The March employment report was generally expected to be consistent with early-recession patterns seen in the past. Sure enough, no surprises: The unemployment rate spiked from 4.8% to 5.1%. Payrolls dropped by 80,000 workers, with January and February jobs revised down by a total of 67,000. And private-sector employment has shrunk for four months in a row. From this point on, if history is any guide, it only gets worse. Even in the past two mild recessions, each of which lasted only eight months, payrolls went on to post monthly losses exceeding 200,000, and the unemployment rate topped out 2.5 percentage points above its low point. That script would put this downturn's peak jobless rate near 7%.
This time, however, history may not be such a good guide. There is no denying that labor market weakness will likely intensify in the coming months, especially during the second quarter. That's when economic growth will come under perhaps the most intense stress of the year, due to both retreating consumer demand and cutbacks in business capital spending. However, several factors unique to this business cycle will help to ease the pain, and the massive fiscal and monetary stimulus in the pipeline is only part of the story.
Conservative Hiring and Firing
Start with unusually conservative hiring over the six years since the last recession. Private-sector firms added only 80,000 workers per month, on average, by far the slowest pace of job growth in any of the 11 post-recession periods since World War II. That means businesses entered the current slump with very lean payrolls and, as a result, fewer need to lay workers off.
Recently, companies have been slow to hire—but slow to lay workers off as well. Since the market turmoil began last summer, Labor Dept. data (through February) show job openings have fallen almost exclusively because of a slower hiring rate. The rate of separations has been unchanged. Layoffs are part of any recession, but so far companies are making a strong effort to retain workers.
Good News for Older Workers
Demographics may have a lot to do with it. Over the past decade, the proportion of much coveted workers aged 55 and over has soared from 12% to 18%, based on the Labor Dept.'s household survey.
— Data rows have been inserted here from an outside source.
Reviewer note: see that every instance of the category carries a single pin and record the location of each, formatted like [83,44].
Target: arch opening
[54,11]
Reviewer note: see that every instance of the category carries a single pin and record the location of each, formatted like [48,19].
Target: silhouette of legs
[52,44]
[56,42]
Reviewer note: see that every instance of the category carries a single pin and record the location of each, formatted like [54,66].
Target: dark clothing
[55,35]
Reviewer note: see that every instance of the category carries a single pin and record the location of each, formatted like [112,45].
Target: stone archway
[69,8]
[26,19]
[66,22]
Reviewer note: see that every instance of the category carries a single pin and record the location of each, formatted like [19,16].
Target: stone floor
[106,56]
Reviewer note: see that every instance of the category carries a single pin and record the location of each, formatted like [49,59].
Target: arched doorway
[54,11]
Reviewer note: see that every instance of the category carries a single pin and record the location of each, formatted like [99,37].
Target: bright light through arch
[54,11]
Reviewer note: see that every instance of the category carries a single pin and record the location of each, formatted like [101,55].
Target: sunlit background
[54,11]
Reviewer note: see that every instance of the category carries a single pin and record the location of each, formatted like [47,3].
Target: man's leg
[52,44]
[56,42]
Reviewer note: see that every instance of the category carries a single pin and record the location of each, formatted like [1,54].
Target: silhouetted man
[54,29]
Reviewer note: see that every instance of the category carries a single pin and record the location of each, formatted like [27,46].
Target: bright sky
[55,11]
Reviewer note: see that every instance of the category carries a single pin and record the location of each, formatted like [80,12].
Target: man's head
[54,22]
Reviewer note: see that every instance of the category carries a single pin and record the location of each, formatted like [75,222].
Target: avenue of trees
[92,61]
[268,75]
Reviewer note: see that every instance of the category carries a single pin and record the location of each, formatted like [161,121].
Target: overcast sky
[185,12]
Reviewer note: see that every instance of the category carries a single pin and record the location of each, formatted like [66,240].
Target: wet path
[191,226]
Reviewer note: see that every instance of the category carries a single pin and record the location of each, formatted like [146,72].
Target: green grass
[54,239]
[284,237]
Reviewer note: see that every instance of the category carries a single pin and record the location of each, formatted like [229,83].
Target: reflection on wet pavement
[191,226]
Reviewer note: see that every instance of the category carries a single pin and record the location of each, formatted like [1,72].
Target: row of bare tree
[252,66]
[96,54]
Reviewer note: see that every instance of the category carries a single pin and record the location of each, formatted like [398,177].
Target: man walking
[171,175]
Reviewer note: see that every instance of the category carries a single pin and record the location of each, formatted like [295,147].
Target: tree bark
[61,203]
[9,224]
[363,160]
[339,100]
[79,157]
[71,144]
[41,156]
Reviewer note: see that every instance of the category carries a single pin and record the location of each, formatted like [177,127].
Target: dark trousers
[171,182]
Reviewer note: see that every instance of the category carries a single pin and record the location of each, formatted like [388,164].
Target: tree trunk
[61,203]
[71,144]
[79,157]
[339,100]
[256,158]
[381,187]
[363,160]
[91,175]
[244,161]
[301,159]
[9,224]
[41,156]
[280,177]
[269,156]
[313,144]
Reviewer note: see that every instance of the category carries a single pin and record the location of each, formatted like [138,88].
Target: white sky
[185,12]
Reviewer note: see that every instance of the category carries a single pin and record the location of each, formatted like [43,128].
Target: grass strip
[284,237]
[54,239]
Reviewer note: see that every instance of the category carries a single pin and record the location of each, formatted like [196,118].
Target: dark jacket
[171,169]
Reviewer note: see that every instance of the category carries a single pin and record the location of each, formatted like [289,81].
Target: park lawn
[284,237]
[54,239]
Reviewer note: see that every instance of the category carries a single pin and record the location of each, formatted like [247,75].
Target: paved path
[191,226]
Since January, 2007, jobs held by these workers have increased by 1.5 million, while jobs held by all other age groups have fallen by 1.5 million. In the past, jobs for workers under 55 started to drop close to the start of a recession, never a full year before.
That means businesses already have been making significant adjustments to their payrolls. Jobs for workers 55 and older continued to grow strongly during the 2001 recession, and that pattern should hold in the current downturn, given companies' apparent desire to hold on to their most experienced and productive employees.
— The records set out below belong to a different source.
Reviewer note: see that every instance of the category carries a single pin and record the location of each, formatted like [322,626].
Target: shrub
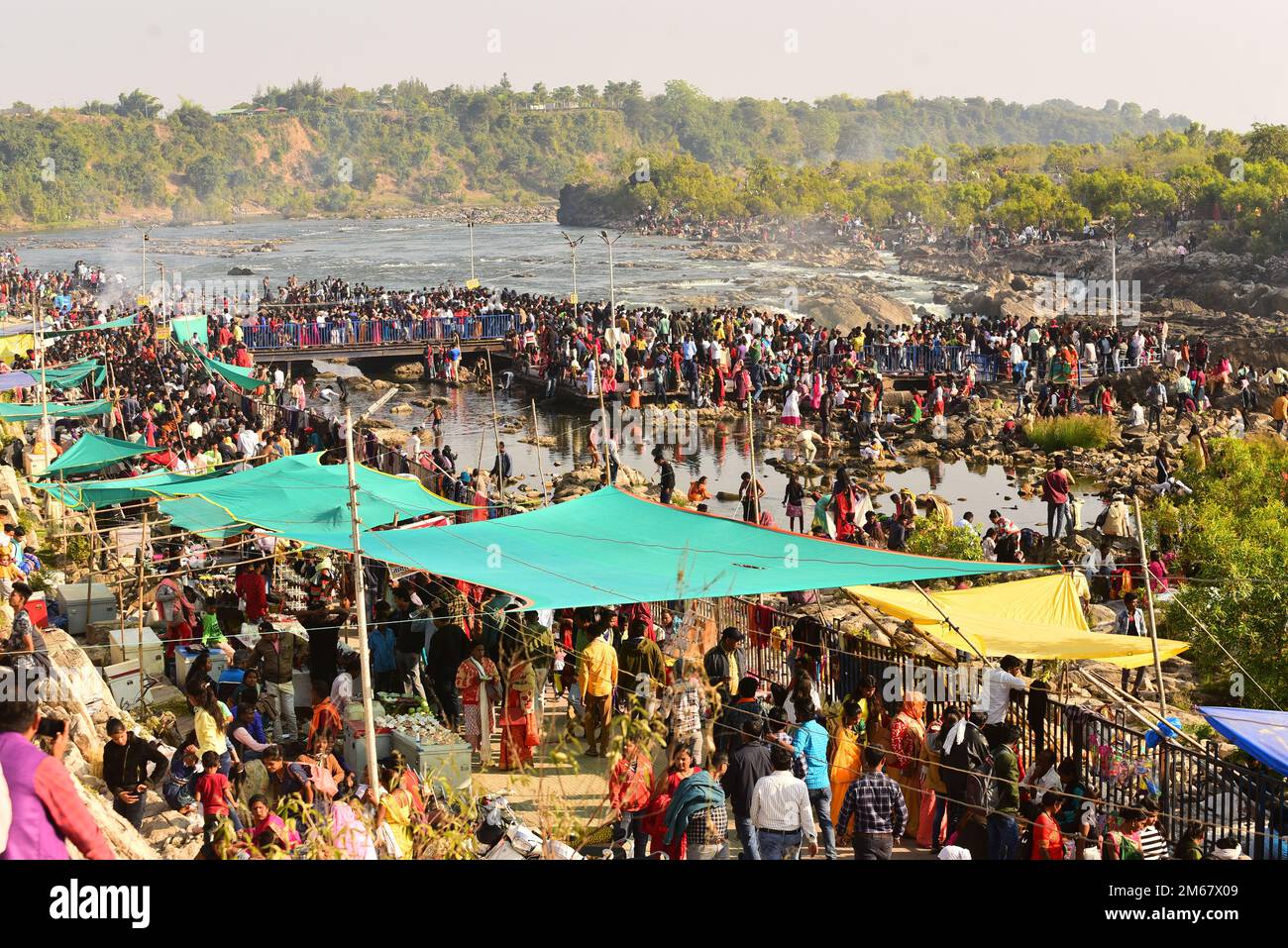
[1072,432]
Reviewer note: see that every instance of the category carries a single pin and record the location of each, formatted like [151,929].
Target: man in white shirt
[995,694]
[781,810]
[1099,566]
[248,442]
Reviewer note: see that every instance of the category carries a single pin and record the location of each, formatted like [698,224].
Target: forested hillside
[314,150]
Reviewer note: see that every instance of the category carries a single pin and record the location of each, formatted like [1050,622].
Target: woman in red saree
[519,732]
[681,769]
[907,766]
[476,682]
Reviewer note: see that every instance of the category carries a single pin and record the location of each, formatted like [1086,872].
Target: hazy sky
[1218,62]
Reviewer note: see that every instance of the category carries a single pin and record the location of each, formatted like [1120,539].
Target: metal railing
[352,333]
[1117,763]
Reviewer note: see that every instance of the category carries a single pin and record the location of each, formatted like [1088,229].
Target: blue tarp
[1263,734]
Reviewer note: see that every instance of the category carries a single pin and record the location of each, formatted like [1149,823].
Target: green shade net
[94,453]
[184,327]
[237,376]
[108,325]
[56,410]
[300,493]
[201,517]
[609,546]
[102,493]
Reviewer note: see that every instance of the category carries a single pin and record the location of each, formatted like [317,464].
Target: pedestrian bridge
[372,338]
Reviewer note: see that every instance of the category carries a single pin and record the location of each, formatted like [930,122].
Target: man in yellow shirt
[1279,412]
[596,678]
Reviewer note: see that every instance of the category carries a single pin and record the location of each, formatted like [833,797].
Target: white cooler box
[71,600]
[124,682]
[447,767]
[125,648]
The atypical, housing-led nature of the current slump is also a factor. Payroll adjustments in housing-related jobs in construction and certain manufacturing and service industries have been going on for two years and are well advanced. Losses there now total about 700,000.
Job weakness has broadened beyond housing in recent months, but losses are still concentrated in housing-related areas. In the past four months these sectors have accounted for 70% of the 300,000 drop in private-sector jobs. If the slump in housing activity bottoms out in the second half, as is widely expected, a big drag on payrolls will begin to lift.
Until then, further overall job losses will cut consumer income at a time when households are already reeling from costlier energy, falling home prices, and tighter credit. Last quarter, labor income fell far behind inflation. This quarter, some $100 billion in tax rebates will provide one of the largest quarterly lifts to aftertax income on record. Those checks will be the leading edge of more stimulus from the Fed's rate cuts and government agencies moving to support housing. Labor markets are sure to get worse before they get better, but to the extent policy efforts buoy the economy, they will also limit job-market weakness.